Re: Why Hash? from Sandro Hawke on 2002-04-08 (www-rdf-interest@w3.org from April 2002)

From: Sandro Hawke <sandro@w3.org>
Date: Mon, 08 Apr 2002 13:34:20 -0400
To: Aaron Swartz <me@aaronsw.com>
cc: RDF-Interest <www-rdf-interest@w3.org>
Message-Id: <200204081734.g38HYKQ12962@wadimousa.hawke.org>
> On 2002-04-07 12:19 PM, "Sandro Hawke" <sandro@w3.org> wrote:
> 
> > Interesting.  I've been thinking I need to write a "Why Hash? (Why Use
> > URI-References as RDF Identifiers)" paper.  I'll try out the argument
> > now.
> 
> I'm happy to skewer it. ;-)

Hey, I studied fencing for years.    Try it, man.   :-)

Seriously, most of your reply seems to be based on the mistaken idea
that a URI-Reference necessarily denotes a fragment of a document.
This is understandable, given the use of the word "fragment" in RFC
2396, but it's not right.  VRML put 3d-coordinates in the "fragment",
using it more as a viewing-angle, which is mostly how it's used in
HTML.

RDF can put arbitrary text there, and say the overall URI-Reference is
a logical constant symbol.    Served content can be consistent in its use
of the fragment (across all media types it serves) and clients should
only ask for media types they properly understand.   (I go into more
detail on this below, but the interesting stuff is all up here.)

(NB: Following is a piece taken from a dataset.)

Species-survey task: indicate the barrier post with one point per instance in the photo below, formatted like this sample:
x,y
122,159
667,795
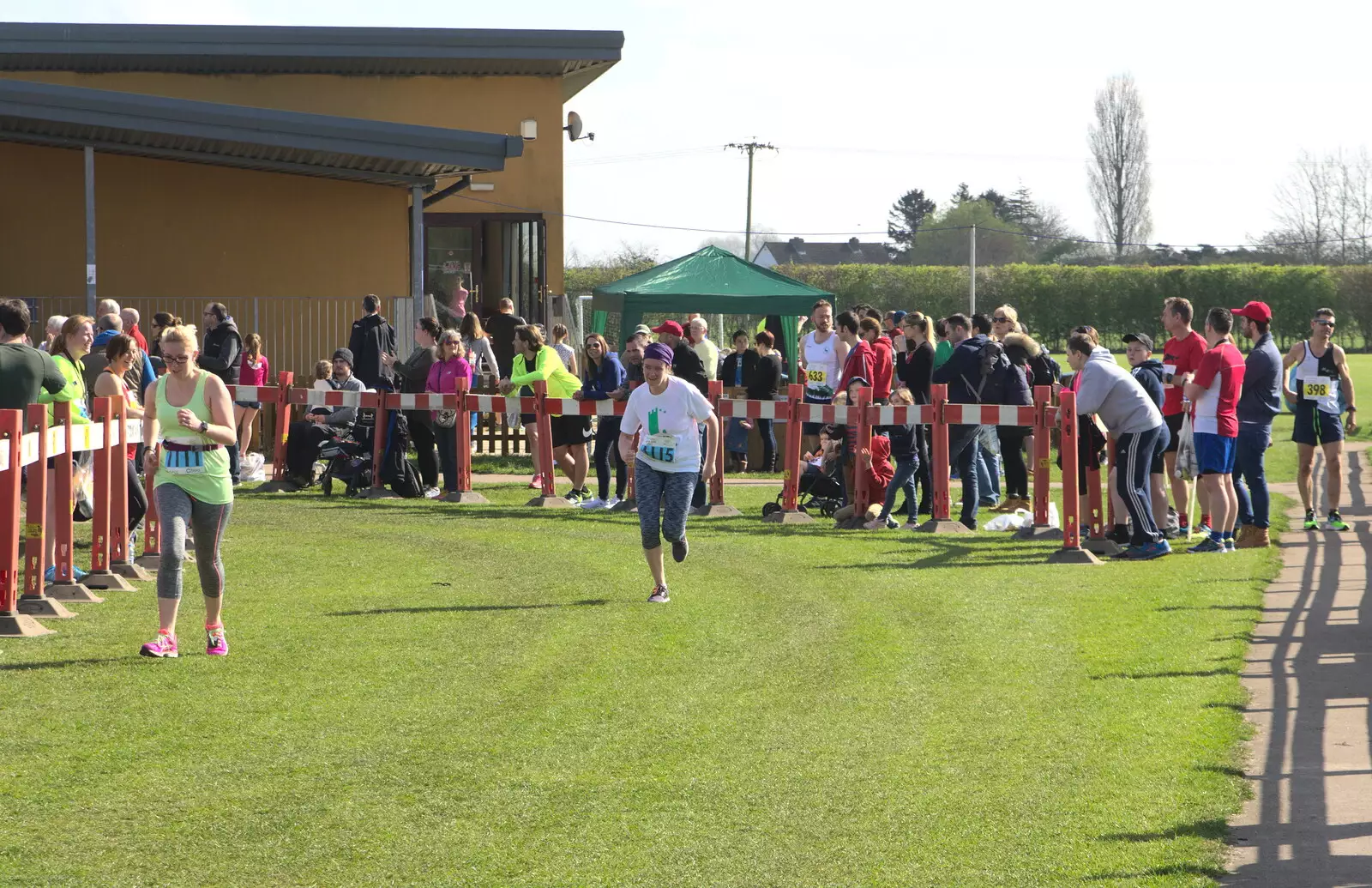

Can we agree on this: we want semantic web client software to be able
to use a URI-Reference to obtain an RDF graph in which some node
SHOULD be labeled with the identifier.  The "SHOULD" applies to
the agency which coined the identifier and maintains various related
servers, not the client software.

We can call this a GET operation, and REST-fans can call the RDF graph
serialization a "representation" of the thing denoted by the
identifier, if they want to.  I find it more clear to call that graph
"information about" the thing.  (As I am used to using the word
"representation", it's much closer to serialization, and that's where
I get the idea that the URI denotes the RDF graph.  But if you're fine
with saying that a description of a thing is a representation of a
thing, then I'm fine with saying that URIs can denote more than
descriptions.)

The Hash vs. Slash argument then comes down to this: Should every
subject have its own web page, or should each page have information
about several subjects?  If we allow pages to have information about
multiple subjects, then we do have to contend with the media-types &
fragment-id confusion; if we require one subject per page, we may get
confused about what the subject is.   

I'm afraid both camps are here to stay and we'll have to deal with
both confusions.  Each one should of course keeping finding ways to be
more clear.

The term "fragment" is unfortunately.  Terms like "focus" and
"subject" are more-accurate descriptions of what HTML viewers do, and
fit nicely with RDF's use.

[The rest of this e-mail is point-by-point, written first. ]

     -- sandro


> >
> > I think any string which wont be accidentally reused makes a decent
> > universal identifier.  UUIDs/GUIDs/tags, are fine for this.
> > 
> > Unfortunately, they don't help us locate any information about the
> > things identified.
> 
> Huh? TAGs give us an email address or a domain name, sure those things are
> useful for locating information. Even if they are not, there are more
> general solutions discussed below.

The email address and domain names in tag uris are like the ethernet
address in a UUID: there for the algorithm, not as contact
information.   They do give you a hint, but they're not intended to be
used that way.   If they start to get used that way, the system is
likely to break.

> > It would be very nice to use RDF identifiers kind
> > of like web address: you see one on the side of a bus, you type it in,
> > and you get some interesting information.  For this to work with
> > UUIDs, we'd need something like google in the background.  Seems like
> > a bad idea.
> 
> I assume that by Google you mean some sort of centralized system. This
> simply isn't true. There are a number of decentralized hash table (DHTs)
> systems which make the UUID->content mapping easy with no centralization.
> Many people are working on such systems and new research is making them
> better and better with each passing week.
> 
> There are also IETF systems like RESCAP that allow for resolution of URNs
> and other such systems.
> 
> The assumption that we need to tie ourselves to centralized systems for
> secure naming is absurd. As Zooko's Law[1] states: "Names: Decentralized,
> Secure, Human-Memorizable: Choose Two". For decentralized and secure systems
> we have a whole series of tools at our disposal (DHTs, cryptographic hashes,
> digital signatures, etc.) and for human-readable and secure names we have
> tools that allow anyone two people have in common to be a centralization
> point (Pet Names[2], Google, DNS).
> 
> [1] http://zooko.com/distnames.html
> [2] http://www.erights.org/elib/capability/pnml.html

Great stuff.   I hope it pans out.   I need to look into it more.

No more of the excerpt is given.